Reflection on Psalm 143

Mornings with chronic illness are hard. I rise slowly, no less tired than I was when I climbed into bed nine hours ago, taking a moment here to flex ankles and elbows, another there to try to work the kinks out of my neck, all the while assessing which muscles are most sore, which joints most stiff and painful this day. Depression sits on the edge of the mattress beside me, observing that I have a progressive disease – one that won’t be cured but will, in fact, worsen the longer I live with it.

But there is a husband, a teenager, a grandchild who requires my attention, so I push myself up and face the day, thankful that at least the heat of Texas summer is finally ending and it will be pleasant to sit on the patio for a while.

Psalms. Coffee. Porch swing time. Somehow, breathing outside in the relative quiet, reading the well-worn words, nourishes me enough to go on with a small modicum of grace.

I’ve been reading the Psalms for nearly fifty years now, never dwelling long on the ones about battles and vengeance; they seem far removed from my modern, mostly suburban American life.

But as I read Psalm 143 this morning, my foggy brain gradually came to realize that David was not necessarily talking about a human foe here: “For the enemy has pursued my soul;” “he has made me sit in darkness like those long dead;” “my spirit faints within me.” These sentiments feel true in my own despondency. Is the man after God’s own heart, perhaps, praying these words in his own time of overwhelming weariness and sadness?

He goes on to declare, “I remember the days of old; I meditate on all that you have done.” And I do. I know that God has acted on my behalf in the past, that he has previously rescued me not only from physical dangers, but from blinding black sorrows and feelings of despair. I know, but I can’t feel it right now. “Answer me quickly, O Lord! My spirit fails!”

“Let me hear in the morning of your steadfast love,” please, just a wisp of hope somewhere in the breeze, a reminder of joy in the chickadees’ chatter, “for in you I trust,” because it has been the pattern of my years, because I don’t know what else to do, because in spite of everything, I do still believe you hold me in your hands.

Tuesday’s Word: mundane

Many of you will be aware of the story of Kara Tippetts, a remarkable woman who shared her journey through breast cancer in the light of faith. Christianity Today  recently featured an article remembering Kara and her ‘mundane faithfulness’ (the title of her blog). In response, a friend of mine wondered, “Is faithfulness ever mundane?”

mundane:  lacking interest or excitement; dull

I get what she was saying. The workaday meaning, the definition that comes up at the top of the list when you Google the word, indicates that mundane is synonymous with boring, tedious, and wearisome. We view the mundane tasks of our days with distaste, either rushing through them first thing in the morning to get them out of the way or putting them off as long as possible so as not to waste the best part of the day on them. To label faithfulness as mundane will suggest to some people that it is lackluster, uneventful, not worthy of the time and effort required to practice it.

But wait. There’s more.

Some other listed synonyms of mundane are unvarying, repetitive, routine. It still doesn’t sound particularly exhilarating, but do you see what I see? These words are uncannily descriptive of faithfulness!

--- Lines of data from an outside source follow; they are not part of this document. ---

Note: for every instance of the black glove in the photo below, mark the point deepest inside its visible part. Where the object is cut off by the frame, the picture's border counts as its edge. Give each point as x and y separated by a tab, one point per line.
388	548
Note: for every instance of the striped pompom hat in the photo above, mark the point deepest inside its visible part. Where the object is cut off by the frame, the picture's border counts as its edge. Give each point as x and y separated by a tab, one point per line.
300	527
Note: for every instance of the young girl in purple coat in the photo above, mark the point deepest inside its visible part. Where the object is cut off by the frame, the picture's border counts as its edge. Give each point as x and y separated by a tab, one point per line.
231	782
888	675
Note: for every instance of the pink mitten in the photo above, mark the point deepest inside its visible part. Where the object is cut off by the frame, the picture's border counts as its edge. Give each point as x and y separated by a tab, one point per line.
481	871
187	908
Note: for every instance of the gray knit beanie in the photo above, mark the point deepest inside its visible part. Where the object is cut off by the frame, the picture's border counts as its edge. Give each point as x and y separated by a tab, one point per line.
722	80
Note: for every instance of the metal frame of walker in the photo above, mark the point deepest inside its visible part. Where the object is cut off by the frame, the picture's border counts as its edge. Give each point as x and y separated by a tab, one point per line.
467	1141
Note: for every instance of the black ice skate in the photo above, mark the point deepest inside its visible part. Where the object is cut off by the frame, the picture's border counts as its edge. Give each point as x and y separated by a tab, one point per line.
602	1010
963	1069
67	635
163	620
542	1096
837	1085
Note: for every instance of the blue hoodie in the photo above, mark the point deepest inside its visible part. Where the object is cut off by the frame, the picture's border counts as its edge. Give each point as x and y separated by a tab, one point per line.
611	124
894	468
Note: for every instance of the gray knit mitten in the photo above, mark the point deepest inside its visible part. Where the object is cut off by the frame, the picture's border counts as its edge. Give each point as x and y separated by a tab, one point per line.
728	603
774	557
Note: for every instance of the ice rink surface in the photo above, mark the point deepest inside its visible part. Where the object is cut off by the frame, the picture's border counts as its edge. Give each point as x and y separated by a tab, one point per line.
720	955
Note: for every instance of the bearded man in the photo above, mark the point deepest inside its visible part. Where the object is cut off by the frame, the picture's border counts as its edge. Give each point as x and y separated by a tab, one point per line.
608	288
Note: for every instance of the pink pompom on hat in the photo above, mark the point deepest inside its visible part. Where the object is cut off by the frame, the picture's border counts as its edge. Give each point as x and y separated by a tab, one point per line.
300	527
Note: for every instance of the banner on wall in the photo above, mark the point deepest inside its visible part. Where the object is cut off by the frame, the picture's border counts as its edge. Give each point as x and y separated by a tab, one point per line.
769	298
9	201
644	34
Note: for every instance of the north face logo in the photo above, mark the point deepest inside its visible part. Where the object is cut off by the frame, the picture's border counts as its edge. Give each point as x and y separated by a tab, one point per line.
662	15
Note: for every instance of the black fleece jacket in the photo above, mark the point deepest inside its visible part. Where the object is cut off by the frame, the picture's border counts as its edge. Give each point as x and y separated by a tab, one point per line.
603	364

There’s another definition, too – one that is much more closely tied to the Latin origin of the word.

mundane:  of, relating to, or characteristic of the world
(as contrasted with heaven)

In this light, what could faithfulness be except mundane? Here, in the world we live in, the world of which we’re made – this is where we must practice the repetitive acts of prayer and care and intention and devotion which constitute the daily living out of our faith.